The prize consists of $2000 plus reimbursement of reasonable travel costs and meeting registration fees, and will be given to the most outstanding summary submitted to the prize committee of a dissertation completed and approved within the 24 months preceding the deadline for submission to the annual symposium meetings of the Jean Piaget Society.

Eligibility

A candidate must be a student, student member, postdoctoral researcher or new regular member of the Society for the current or upcoming year. Nonmembers may submit for the prize, but they must pay nonmember conference registration fees by the conference date. (A nonmember’s conference registration includes a one-year membership.)

Submission Rules

All materials submitted to the prize committee, and the presentation at the conference, must be in English, although the original dissertation may be in any language.

Candidates must follow the regular procedures to submit to the JPS conference a work based upon their dissertations completed and approved in the 24 months preceding the submission deadline. The submission   may be submitted either as a stand-alone paper or as a part of a symposium. In addition, candidates must submit to the prize committee an abstract of the dissertation not to exceed 2000 words. Send submissions to: Larry Nucci, JPS Prize Committee Chair: nucci@berkeley.edu.

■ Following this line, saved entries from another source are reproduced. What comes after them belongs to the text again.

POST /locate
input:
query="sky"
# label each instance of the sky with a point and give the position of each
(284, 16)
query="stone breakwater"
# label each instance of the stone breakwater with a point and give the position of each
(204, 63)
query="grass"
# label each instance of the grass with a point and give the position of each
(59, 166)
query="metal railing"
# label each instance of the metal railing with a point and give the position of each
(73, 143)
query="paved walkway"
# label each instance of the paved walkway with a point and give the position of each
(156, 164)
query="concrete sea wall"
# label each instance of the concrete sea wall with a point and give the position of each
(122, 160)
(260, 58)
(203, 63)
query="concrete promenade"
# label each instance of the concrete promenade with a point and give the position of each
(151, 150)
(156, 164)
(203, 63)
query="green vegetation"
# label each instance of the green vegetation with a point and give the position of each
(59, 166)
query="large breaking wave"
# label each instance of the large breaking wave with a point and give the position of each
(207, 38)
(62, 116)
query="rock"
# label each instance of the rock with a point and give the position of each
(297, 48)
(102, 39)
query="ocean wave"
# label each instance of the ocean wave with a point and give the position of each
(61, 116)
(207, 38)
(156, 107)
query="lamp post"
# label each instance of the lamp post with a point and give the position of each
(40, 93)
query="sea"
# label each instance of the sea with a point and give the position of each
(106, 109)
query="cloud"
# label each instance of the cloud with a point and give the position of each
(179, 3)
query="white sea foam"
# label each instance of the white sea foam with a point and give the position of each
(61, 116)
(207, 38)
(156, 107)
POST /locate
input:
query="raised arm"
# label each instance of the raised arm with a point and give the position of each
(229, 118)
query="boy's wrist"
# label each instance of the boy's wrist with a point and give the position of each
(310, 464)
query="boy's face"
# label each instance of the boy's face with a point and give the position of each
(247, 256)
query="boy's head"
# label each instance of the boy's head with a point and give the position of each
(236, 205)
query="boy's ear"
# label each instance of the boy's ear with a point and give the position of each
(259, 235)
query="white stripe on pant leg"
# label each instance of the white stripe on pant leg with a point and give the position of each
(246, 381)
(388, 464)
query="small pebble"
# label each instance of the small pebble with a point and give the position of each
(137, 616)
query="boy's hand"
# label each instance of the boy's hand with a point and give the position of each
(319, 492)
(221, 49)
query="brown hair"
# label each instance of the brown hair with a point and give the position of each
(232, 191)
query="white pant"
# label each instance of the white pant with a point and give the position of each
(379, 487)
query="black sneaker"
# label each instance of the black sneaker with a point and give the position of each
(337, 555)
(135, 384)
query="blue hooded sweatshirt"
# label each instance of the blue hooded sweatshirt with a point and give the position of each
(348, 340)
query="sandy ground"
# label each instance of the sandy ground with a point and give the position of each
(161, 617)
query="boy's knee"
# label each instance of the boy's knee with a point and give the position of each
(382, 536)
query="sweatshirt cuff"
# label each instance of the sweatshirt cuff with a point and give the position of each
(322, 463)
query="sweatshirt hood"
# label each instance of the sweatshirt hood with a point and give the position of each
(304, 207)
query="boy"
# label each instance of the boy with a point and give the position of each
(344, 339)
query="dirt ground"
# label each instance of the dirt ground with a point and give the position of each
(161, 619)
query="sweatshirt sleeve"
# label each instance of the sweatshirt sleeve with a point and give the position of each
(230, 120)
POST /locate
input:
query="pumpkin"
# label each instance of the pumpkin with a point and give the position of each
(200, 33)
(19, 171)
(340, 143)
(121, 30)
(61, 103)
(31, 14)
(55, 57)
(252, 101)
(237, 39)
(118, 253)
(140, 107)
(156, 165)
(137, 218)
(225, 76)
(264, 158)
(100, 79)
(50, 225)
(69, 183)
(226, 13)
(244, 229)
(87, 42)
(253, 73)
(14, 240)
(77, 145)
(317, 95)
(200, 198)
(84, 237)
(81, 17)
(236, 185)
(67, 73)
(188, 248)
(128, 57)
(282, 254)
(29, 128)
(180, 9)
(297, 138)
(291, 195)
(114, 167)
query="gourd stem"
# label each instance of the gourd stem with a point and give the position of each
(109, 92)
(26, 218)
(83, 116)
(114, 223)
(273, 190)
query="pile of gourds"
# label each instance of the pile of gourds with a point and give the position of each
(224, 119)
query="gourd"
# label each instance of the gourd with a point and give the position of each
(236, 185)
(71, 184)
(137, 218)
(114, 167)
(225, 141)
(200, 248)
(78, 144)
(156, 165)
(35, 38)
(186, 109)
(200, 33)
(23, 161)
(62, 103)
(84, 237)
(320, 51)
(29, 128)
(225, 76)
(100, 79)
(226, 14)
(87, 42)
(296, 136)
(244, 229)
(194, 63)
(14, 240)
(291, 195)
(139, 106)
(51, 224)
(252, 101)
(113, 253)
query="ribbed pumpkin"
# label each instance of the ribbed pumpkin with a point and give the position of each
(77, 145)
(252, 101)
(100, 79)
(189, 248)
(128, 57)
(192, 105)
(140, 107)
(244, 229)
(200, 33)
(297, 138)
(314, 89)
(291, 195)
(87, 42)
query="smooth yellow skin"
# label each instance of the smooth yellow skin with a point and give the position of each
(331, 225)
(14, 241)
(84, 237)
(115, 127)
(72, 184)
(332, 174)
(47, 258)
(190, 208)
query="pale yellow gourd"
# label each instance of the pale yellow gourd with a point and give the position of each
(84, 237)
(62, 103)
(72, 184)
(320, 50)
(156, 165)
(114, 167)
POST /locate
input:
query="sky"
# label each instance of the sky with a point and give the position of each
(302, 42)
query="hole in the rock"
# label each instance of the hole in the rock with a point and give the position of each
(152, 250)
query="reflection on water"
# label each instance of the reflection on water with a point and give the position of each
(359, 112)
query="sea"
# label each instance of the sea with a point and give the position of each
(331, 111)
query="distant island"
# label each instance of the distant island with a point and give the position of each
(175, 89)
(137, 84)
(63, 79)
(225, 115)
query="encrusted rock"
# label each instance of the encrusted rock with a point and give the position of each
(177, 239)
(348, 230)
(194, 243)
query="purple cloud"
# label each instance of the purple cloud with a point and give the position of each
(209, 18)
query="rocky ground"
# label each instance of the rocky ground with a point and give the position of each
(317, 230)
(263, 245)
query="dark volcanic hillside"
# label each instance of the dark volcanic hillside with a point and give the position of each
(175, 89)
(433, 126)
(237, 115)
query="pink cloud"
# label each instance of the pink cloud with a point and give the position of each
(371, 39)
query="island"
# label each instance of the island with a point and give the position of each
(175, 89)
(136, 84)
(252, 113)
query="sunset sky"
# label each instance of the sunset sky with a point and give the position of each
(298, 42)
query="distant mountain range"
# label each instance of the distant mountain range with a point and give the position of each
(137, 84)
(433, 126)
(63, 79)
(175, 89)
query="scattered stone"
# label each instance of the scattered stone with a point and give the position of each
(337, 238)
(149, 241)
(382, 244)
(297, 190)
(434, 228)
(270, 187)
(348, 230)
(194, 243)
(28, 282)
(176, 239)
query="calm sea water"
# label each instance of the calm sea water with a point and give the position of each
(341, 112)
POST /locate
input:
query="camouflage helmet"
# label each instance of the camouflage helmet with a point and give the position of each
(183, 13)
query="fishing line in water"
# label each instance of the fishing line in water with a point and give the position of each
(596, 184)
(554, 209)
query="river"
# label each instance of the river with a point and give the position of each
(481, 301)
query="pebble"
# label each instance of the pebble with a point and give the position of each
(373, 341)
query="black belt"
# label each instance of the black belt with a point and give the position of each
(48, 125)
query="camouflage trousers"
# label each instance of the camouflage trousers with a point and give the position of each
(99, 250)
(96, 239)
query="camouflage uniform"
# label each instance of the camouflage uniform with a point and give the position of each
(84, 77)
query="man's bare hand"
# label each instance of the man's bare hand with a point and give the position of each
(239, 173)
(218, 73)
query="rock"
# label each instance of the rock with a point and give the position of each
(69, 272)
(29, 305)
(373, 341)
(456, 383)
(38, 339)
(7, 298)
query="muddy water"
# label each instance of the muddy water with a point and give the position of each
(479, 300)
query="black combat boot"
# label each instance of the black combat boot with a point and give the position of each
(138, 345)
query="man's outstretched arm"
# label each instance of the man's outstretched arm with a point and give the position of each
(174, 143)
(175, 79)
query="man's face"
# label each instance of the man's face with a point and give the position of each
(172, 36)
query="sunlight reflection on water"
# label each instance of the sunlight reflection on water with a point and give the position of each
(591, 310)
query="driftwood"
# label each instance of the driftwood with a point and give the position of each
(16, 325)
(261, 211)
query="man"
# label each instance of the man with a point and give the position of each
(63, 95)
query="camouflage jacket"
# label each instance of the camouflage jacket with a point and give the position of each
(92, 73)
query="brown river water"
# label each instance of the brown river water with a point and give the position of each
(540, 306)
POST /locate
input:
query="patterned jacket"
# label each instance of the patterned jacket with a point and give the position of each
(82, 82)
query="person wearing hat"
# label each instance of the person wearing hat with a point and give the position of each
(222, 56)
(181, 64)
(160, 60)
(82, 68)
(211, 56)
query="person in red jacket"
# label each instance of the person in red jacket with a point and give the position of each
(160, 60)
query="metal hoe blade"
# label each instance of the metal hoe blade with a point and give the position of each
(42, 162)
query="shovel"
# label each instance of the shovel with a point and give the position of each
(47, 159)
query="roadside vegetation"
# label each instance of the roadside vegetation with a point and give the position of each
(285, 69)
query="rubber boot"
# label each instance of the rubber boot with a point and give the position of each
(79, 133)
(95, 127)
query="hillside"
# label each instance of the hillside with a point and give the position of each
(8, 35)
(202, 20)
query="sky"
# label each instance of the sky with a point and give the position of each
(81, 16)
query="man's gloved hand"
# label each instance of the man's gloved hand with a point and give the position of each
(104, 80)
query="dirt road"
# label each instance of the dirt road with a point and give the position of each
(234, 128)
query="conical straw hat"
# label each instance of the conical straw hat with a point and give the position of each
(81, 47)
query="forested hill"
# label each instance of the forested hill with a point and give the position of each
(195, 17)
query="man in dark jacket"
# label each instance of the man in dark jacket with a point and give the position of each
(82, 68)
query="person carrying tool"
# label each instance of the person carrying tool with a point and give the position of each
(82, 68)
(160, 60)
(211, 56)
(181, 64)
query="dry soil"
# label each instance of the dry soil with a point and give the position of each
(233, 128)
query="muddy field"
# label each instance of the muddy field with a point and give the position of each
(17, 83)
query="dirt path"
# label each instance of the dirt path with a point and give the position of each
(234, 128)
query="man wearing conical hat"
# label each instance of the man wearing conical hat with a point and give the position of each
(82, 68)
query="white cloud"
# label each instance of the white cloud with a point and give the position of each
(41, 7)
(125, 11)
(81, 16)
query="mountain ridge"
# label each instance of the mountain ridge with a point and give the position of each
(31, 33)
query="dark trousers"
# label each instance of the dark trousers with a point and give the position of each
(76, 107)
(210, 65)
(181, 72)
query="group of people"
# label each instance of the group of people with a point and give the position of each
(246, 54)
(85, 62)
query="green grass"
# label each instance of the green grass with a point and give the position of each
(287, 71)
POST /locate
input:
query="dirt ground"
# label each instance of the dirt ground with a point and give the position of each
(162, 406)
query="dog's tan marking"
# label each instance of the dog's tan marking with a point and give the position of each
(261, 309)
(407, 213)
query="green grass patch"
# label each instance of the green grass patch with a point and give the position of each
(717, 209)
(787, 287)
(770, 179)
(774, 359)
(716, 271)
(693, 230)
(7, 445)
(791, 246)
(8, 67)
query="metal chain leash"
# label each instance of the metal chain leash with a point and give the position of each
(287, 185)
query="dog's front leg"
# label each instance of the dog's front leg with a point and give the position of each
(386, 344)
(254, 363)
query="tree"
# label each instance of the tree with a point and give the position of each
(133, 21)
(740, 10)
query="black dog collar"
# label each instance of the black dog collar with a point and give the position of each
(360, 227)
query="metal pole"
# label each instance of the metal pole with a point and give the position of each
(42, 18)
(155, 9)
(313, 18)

The prize committee will consider only applicants whose papers have been accepted for the conference. The committee will first judge the submissions blind based on the 2000-word abstract. Approximately three submissions will be chosen as finalists. Then, to ensure that the doctoral dissertation is a completed work, and to facilitate judging its importance, finalists will be asked on short notice to submit the following to the prize committee:

  1. A pdf of the completed dissertation
  2. A pdf of a signed signature page for the final approved document;
  3. One letter of recommendation from someone who has read the entire dissertation (preferably a doctoral dissertation advisor or another dissertation committee member) to help the committee judge the significance of the work in the context of its discipline;
  4. A brief curriculum vitae of the candidate, to evaluate the place of the work in the totality of his or her work to date.

 

Upon receipt of the requested information from the finalists the committee will decide upon the winner of the prize.

 

The abstract submitted for the prize must be suitable for a 20-minute presentation at the Jean Piaget Society meeting. It may be accompanied by figures, tables, and some references on a maximum of ten PowerPoint slides. Submissions with no references will not be considered. Minor revisions in the winning paper will be permitted before it is presented.

 

The due date for submissions for the prize will be the same as the due date for submission of abstracts for the Society’s annual conference, The winner, finalists and other applicants will be notified of their final statuses around the time of conference acceptance in February.

 

The winning submission will be noted as such in the conference program next to the slot for its presentation. The program will also mention the winner and the other finalists along with the titles of their dissertations and the names of their doctoral institutions.

 

Questions/submissions should be directed to Larry Nucci, Awards Committee Chair: nucci@berkeley.edu

JPS Early Career Award in Developmental Science

The Jean Piaget Society (JPS) seeks nominations for a newly established Early Career Award in Developmental Science. Recognizing individuals’ different career trajectories, nominees must be within 10 years of receiving their Ph.D. Nominations should include a CV and a nomination letter of 2-4 pages describing the nominee’s work, including its coherence and broader impact on the field, as well as a statement regarding how the nominee’s work connects to the mission and aims of JPS. The letter also should describe the nominee’s involvement in the Jean Piaget Society (e.g., membership in the Society and attendance and presentations at annual meetings). Either self-nominations or nominations by others familiar with the nominee’s work are acceptable. The winner will be invited to attend and present at talk at the conference.